This year a series of events around the world will celebrate the work of Alan Turing, the father of the modern computer, as the 100th anniversary of his birthday approaches on June 23. In a book chapter that will be published later this year, mathematician Robert Soare, the founding chairman of the University of Chicago's computer science department, will propose that Turing's achievement was artistic as well as scientific.
Soare, the Paul Snowden Russell Distinguished Service Professor in Mathematics and Computer Sciences, has played a leading role in computability theory — the field that Turing founded and which is devoted to determining how effectively complex mathematical problems can be solved. In Mathematical Logic in the 20th Century, Gerald Sacks ranked a paper Soare published in the Annals of Mathematics as one of the century's 31 most important papers in mathematical logic, including computability theory.
Turing is remembered for developing concepts that made modern computers possible, and for leading complex military decoding efforts that proved critical in World War II. But Soare argues that Turing's landmark 1936 paper on computability theory contains beauty as well as scientific breakthroughs.
In his invited book chapter, Soare proposes that Turing's landmark 1936 paper on computability theory contains beauty as well as scientific breakthroughs. He compares the concepts in that paper to Michelangelo's statue, David. "Michelangelo and Turing both completely transcended conventional approaches. They created something completely new from their own visions, something which went far beyond the achievements of their contemporaries," Soare writes.
Soare further notes that the work of both men emphasized the human form. "Michelangelo brought out the human form in his statues and the Sistine ceiling. Turing invented a system which simulates how a human being computes, and then demonstrated that his creation did capture human computing."
Soare's chapter, titled "Turing and Michelangelo: The Art of Classical Computability," will appear in Alan Turing — His Work and Impact, edited by Barry Cooper and Jan van Leeuwen. He will contribute two other invited works on Turing and computability to volumes that also will be published this year, as will his latest book, Computability Theory and Applications: The Art of Classical Computability.
"Prof. Soare is specially important to the book, Alan Turing — His Work and Impact," Cooper says. "Turing developed his ideas about computability and computers as a way of answering deep questions about the way the world works. Soare has revived this connection in a very clear and exciting way. He has single-handedly produced what we now see as a 'Turing Renaissance,' which makes his work on computability and art specially interesting and appropriate."

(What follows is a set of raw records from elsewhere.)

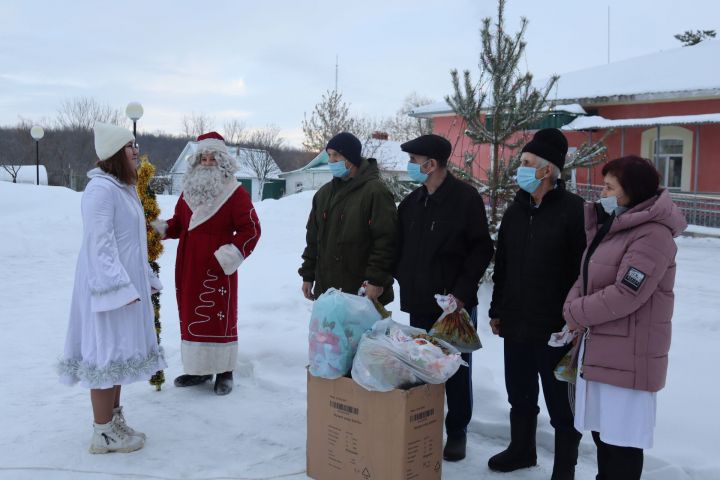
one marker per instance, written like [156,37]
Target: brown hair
[117,166]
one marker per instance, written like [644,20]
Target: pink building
[664,106]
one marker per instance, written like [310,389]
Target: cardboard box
[357,434]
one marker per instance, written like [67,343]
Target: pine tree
[149,202]
[504,95]
[690,38]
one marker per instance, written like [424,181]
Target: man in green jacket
[352,228]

This spring Soare will participate in scholarly Turing events at the University of Cambridge, where the latter completed his undergraduate education in 1934. On April 16, Soare will deliver the opening plenary address of the British Mathematical Colloquium at the University of Kent in Canterbury.
Like Turing, Soare is an alumnus of Princeton University. One of Soare's undergraduate professors at Princeton in the early 1960s, Alonzo Church, served as Turing's doctoral adviser more than two decades earlier.

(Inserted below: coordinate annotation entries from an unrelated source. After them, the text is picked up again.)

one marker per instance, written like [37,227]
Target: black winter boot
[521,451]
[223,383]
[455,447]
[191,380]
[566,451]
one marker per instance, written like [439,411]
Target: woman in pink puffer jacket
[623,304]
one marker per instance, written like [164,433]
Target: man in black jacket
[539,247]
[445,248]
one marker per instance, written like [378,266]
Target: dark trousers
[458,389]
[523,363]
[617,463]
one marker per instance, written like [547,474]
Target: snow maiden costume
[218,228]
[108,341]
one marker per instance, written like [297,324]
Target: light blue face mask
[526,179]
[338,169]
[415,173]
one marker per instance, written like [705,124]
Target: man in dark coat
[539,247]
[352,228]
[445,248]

Art history has long interested Soare. A reproduction of Michelangelo's Creation of Adam hangs on his office wall at UChicago. The poster serves as a reminder of the undergraduate courses in art history that he took at Princeton, and of his subsequent viewings of the Renaissance art treasures and of Michelangelo's statues in Florence, Italy.
While presenting and listening to lectures on computability at the Italian Mathematical Summer Center in Bressanone in June 1979, Soare began seeing analogies between what he called classical recursion theory and the classical art of the Italian High Renaissance. He developed a lecture on the analogies, which were published in the conference proceedings, and further expanded his ideas at the July 1982 American Mathematical Society meeting.
In his new "Turing and Michelangelo" chapter, Soare concludes that mathematicians are like artists in that "they choose which problems to work on according to taste and beauty. Like artists, what they produce is evaluated on the basis of beauty as well as mathematical results. The greatest results are those arising from a completely new vision and a profound intuition into the area."
Turing's 1936 paper, written when he was a 23-year-old graduate student at Cambridge, opened the field of computability. He invented his automatic machine, now called a Turing machine, to capture the intuitive idea of how human beings calculate. He also introduced a special kind of Turing machine, which he called a universal machine.
"The universal machine simulated any other Turing machine because it took as inputs the program for that machine and an arbitrary input, and processed that input just as the given program would have done," Soare said. "The universal machine became very useful a few years later when Turing used it in the design of an electronic computer in the United Kingdom during World War II, and Jon von Neumann used it in the United States for the same purpose."
Turing died of potassium cyanide poisoning, ostensibly by his own hand, just two weeks shy of his 42nd birthday in 1954. He is still remembered, however, for his mathematical acumen and for his critical work in the British cryptographic service at Bletchley Park during World War II.
The British Government had persecuted Turing as a homosexual in his final years. Decades later, British Prime Minister Gordon Brown lauded him for saving the lives of thousands of British servicemen during World War II. "Winston Churchill could not wait to get the intercepts that Turing delivered. Turing was his favorite man at Bletchley Park," Soare says.